Former executives at the bank holding company, including chief executive William Enloe, chief credit officer Jill Cook and senior lending officer Mark Pierce, directed the fraud, according to the SEC.
All the individuals associated with the alleged misdoings have since left the company, Gulas said.
Enloe, Cook and Pierce were also charged by the SEC, along with former chief financial officer Daniel Bartholomew and the vice president of internal audit Karl Hjelvik. Bartholomew and Hjelvik were cited for not implementing appropriate internal controls and monitoring reporting to prevent such fraud.
"Trinity was facing dire financial straits but rather than accurately report its losses, we allege that the firm's executives grossly misreported its income to shareholders and regulators," Andrew Ceresney, director of the SEC's enforcement division, said in a release.
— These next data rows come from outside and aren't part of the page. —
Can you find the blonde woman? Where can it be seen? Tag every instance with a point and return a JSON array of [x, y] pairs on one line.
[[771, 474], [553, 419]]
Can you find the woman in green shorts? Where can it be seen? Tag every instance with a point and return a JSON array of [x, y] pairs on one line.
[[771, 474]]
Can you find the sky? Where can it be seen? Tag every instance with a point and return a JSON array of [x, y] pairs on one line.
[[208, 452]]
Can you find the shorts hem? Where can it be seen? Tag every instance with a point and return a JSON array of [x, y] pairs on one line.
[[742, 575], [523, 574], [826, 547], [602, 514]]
Enloe, Bartholomew and Hjelvik have agreed to settle with the SEC, while litigation continues against Cook and Pierce. Trinity has agreed to submit to further investigation and assist the SEC in proceedings, the company said in a Sept. 29 news release.
"The SEC's acknowledgement of significant remedial measures and [Los Alamos National Bank's] willingness to cooperate demonstrate its resolve to move forward," Gulas said in a release. "The bank has undertaken significant actions to correct the causes of the SEC restatement and prevent any similar occurrences in the future."
"Most of the charges are specifically directed at individuals and our part in it has concluded as an organization," Gulas said in an interview.
Trinity announced in November that it would restate earnings going back to 2009. The bank agreed to consent orders with the OCC in December 2013 and the Federal Reserve in September 2013. Gulas became CEO last May, succeeding Enloe, who stepped down in May 2013.